Here are some frequent examples:

  • Composition of the board of directors in annual reports
  • CO2 eq emissions scope 1, 2 and 3 in ESG reports
  • Technical data inside a RFP
  • Regional strategy within financial analysis notes.

Basic “keywords” approaches cannot cope with this complexity.

This kind of task can mobilize teams of experts for hundred of hours.

Solution

Thanks to its advanced extraction functions (Paragraph Extract, Value Extract, Question Extract), the reciTAL platform provides a suite of intelligent tools to optimize your analysis processes. The combination of the different tools automates the generation of “summaries” built according to your needs.

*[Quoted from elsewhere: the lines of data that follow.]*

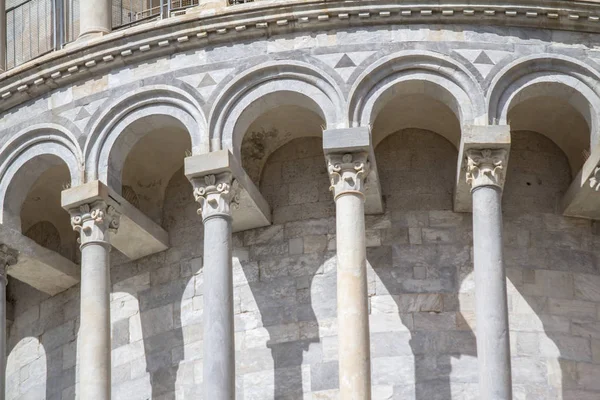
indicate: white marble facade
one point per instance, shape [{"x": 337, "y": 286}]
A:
[{"x": 304, "y": 200}]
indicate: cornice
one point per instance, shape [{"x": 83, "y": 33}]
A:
[{"x": 201, "y": 27}]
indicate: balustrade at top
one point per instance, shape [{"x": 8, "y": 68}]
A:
[{"x": 36, "y": 27}]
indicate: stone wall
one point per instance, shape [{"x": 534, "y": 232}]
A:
[{"x": 420, "y": 286}]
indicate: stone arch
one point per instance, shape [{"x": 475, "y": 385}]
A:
[
  {"x": 416, "y": 72},
  {"x": 24, "y": 158},
  {"x": 265, "y": 87},
  {"x": 106, "y": 150},
  {"x": 554, "y": 77}
]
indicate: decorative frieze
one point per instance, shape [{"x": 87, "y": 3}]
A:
[
  {"x": 95, "y": 221},
  {"x": 486, "y": 167},
  {"x": 347, "y": 172},
  {"x": 31, "y": 74},
  {"x": 216, "y": 194}
]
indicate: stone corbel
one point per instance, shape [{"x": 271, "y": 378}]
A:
[
  {"x": 482, "y": 160},
  {"x": 221, "y": 185},
  {"x": 138, "y": 236},
  {"x": 357, "y": 142},
  {"x": 582, "y": 199}
]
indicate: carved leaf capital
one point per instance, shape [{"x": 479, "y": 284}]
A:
[
  {"x": 217, "y": 194},
  {"x": 594, "y": 180},
  {"x": 8, "y": 257},
  {"x": 486, "y": 167},
  {"x": 347, "y": 172},
  {"x": 94, "y": 221}
]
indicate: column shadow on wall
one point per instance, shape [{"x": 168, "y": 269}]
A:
[
  {"x": 172, "y": 281},
  {"x": 161, "y": 330},
  {"x": 55, "y": 330},
  {"x": 427, "y": 308},
  {"x": 285, "y": 300}
]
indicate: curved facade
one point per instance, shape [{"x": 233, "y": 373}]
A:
[{"x": 387, "y": 201}]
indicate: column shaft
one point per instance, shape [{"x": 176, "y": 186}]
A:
[
  {"x": 3, "y": 336},
  {"x": 3, "y": 35},
  {"x": 215, "y": 193},
  {"x": 493, "y": 347},
  {"x": 219, "y": 348},
  {"x": 7, "y": 257},
  {"x": 348, "y": 173},
  {"x": 94, "y": 331},
  {"x": 95, "y": 222},
  {"x": 353, "y": 313},
  {"x": 485, "y": 174},
  {"x": 95, "y": 17}
]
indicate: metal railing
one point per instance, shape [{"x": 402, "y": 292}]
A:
[
  {"x": 37, "y": 27},
  {"x": 30, "y": 30},
  {"x": 130, "y": 12}
]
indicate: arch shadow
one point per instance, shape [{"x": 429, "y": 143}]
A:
[{"x": 285, "y": 270}]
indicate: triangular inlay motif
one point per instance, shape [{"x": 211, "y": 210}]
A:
[
  {"x": 345, "y": 62},
  {"x": 483, "y": 58},
  {"x": 82, "y": 114},
  {"x": 207, "y": 81}
]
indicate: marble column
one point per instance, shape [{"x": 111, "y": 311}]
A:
[
  {"x": 7, "y": 257},
  {"x": 485, "y": 174},
  {"x": 95, "y": 222},
  {"x": 2, "y": 35},
  {"x": 216, "y": 195},
  {"x": 95, "y": 17},
  {"x": 347, "y": 173}
]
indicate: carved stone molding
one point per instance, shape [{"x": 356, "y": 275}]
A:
[
  {"x": 347, "y": 172},
  {"x": 217, "y": 194},
  {"x": 8, "y": 257},
  {"x": 486, "y": 167},
  {"x": 95, "y": 221}
]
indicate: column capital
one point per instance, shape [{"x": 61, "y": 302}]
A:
[
  {"x": 348, "y": 172},
  {"x": 8, "y": 257},
  {"x": 217, "y": 194},
  {"x": 95, "y": 221},
  {"x": 486, "y": 167}
]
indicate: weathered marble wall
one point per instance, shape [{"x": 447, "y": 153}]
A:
[{"x": 420, "y": 287}]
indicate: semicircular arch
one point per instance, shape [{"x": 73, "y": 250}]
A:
[
  {"x": 266, "y": 87},
  {"x": 557, "y": 77},
  {"x": 171, "y": 103},
  {"x": 38, "y": 147},
  {"x": 416, "y": 72}
]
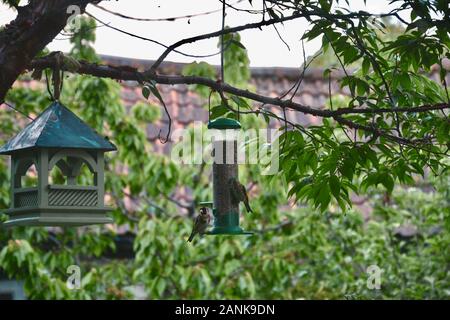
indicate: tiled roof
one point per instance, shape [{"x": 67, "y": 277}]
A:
[{"x": 185, "y": 106}]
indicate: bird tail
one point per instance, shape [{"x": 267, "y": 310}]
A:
[{"x": 191, "y": 236}]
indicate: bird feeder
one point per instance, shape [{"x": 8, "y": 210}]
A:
[
  {"x": 57, "y": 138},
  {"x": 225, "y": 167}
]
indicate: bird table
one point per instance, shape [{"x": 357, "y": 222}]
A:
[{"x": 225, "y": 168}]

  • Paragraph Extract: based on a first example of text, the platform learns to suggest comparable sections in each document, by applying syntactic and semantic similarity algorithms which increase their performance with the number of examples.
  • Value Extract: by specifying a location in the document (start, end, top of page, bottom of page, proximity to a word or expression), the platform extracts standard entities (NER) or specific entities via the definition of specific Regex.
  • Question Extract: just fill in the list of questions you are interested in and let the engine return you the most relevan paragraphs for each question, so your experts only have to review a few pieces of text instead of a whole document.

reciTAL assets

Saas or On-Prem deployment

OCR for scanned documents

Complete set of APIs to build complex workflows

Customer benefits

Personalized reports generated to “structure unstructured documents”

Time saving

Paragraph Extract accuracy > 95% with 10 examples.